Spiced Chocolate, Spelt and Hazelnut Crackle Cookies
- 120g butter, cubed, at room temperature
- 110g castor sugar
- 1 large egg, lightly beaten
- 125g spelt flour
- ½ tsp baking powder
- 20g cocoa powder
- 1 tsp mixed spice
- ¼ tsp salt
- 100g chocolate chips (70 per cent cocoa solids) or 100g dark cooking chocolate, cut into roughly ½ cm pieces
- 50g mashed ripe banana (about ½ small banana)
- 170g roasted hazelnuts, finely chopped (but not powdery)
- 100g icing sugar, sifted
Tip: Once the uncooked dough balls have been coated in the hazelnut and icing sugar, they can be kept in the fridge for up to 2 days, or frozen for up to 3 months. You can bake them from frozen, just add a minute or two to the baking time.
- Place the butter and sugar in the bowl of an electric mixer with the paddle attachment in place. Beat on a medium-high speed until light and fluffy, then gradually beat in the egg until incorporated.
- Sift the flour, baking powder, cocoa powder, mixed spice and salt into a bowl, then add to the butter mixture. Mix on a low speed for about 15 seconds, add the chocolate chips and banana, and continue to mix until combined. Cover the bowl with clingfilm and transfer to the fridge for at least 1 hour (and up to 2 days) to firm up.
- When ready to bake, preheat oven to 180C (170C fan-forced) and line a baking tray with baking paper.
- Place the hazelnut in a medium bowl, and the sifted icing sugar in a separate bowl. Remove the dough from the fridge and use an ice-cream scoop (or your hands) to form balls of about 3cm diameter, roughly 20g each. Roll the balls in the hazelnut so that they are completely coated and press the nuts in so that they stick. Then roll balls in the sugar so they are thickly coated all over. Place on the lined baking tray spaced 2cm to 3cm apart, then use your palm to flatten the cookies to 1cm thick.
- Bake for 10 minutes if you like a slightly gooey centre, and 12 minutes for a crunchier cookie. Remove from oven and cool on the tray for 10 minutes before gently transferring to a wire rack or plate. The cookies are best eaten on the day they are made, although will keep for up to 2 days.

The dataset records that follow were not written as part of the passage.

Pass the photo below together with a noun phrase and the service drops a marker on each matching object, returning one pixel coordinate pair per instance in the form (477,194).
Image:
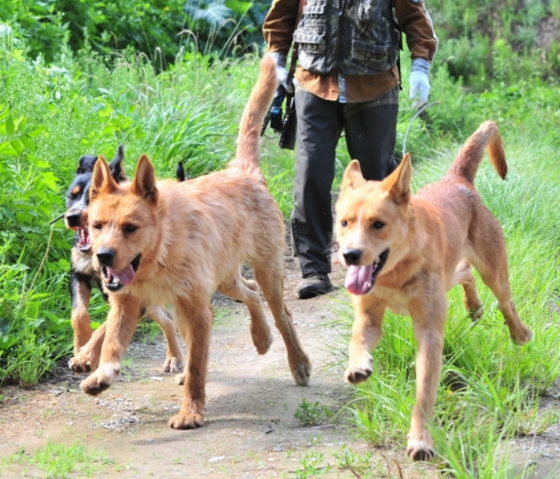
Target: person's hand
(419,82)
(281,71)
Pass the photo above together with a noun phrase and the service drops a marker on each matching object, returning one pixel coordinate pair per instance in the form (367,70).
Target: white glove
(419,82)
(281,71)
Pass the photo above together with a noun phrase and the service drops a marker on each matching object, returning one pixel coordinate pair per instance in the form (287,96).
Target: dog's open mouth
(84,243)
(115,280)
(361,279)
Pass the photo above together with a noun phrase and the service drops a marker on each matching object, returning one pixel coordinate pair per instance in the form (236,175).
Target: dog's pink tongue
(358,279)
(126,276)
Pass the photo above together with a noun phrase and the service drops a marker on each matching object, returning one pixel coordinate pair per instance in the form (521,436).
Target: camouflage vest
(352,37)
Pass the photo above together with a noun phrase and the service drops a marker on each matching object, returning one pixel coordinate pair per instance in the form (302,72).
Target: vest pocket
(368,52)
(310,42)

Bruschetta with Tomato, Bacon, Arugula and Hazelnuts
Yield: 8 generous appetizers
- 8 (½-inch thick) slices good-quality crusty Italian-style bread
- 1 garlic clove, peeled and halved
- 3 ripe medium-sized tomatoes, chopped and drained
- 6 tablespoons extra virgin olive oil
- 3 slices bacon, fried, drained, and minced
- ¼ cup fresh arugula, finely chopped
- 1/3 cup crushed roasted and hazelnuts
- Salt and freshly ground black pepper
- About ½ cup crumbled Rogue Creamery Oregon Blue cheese
- 2 teaspoons balsamic vinegar
Grill or toast the bread until nicely browned on both sides. Rub with the cut garlic.
About 10 minutes before serving, combine the tomatoes, olive oil, bacon, arugula, and hazelnuts in a small bowl. Toss gently and season with salt and freshly ground pepper to taste.
To serve, spoon the tomato mixture onto the grilled bread. Top each serving with a portion of the Oregon Blue, and then drizzle on a bit of the balsamic vinegar. Place the slices onto a hot grill (or into a hot oven) and cook just until the blue cheese begins to melt. Serve immediately.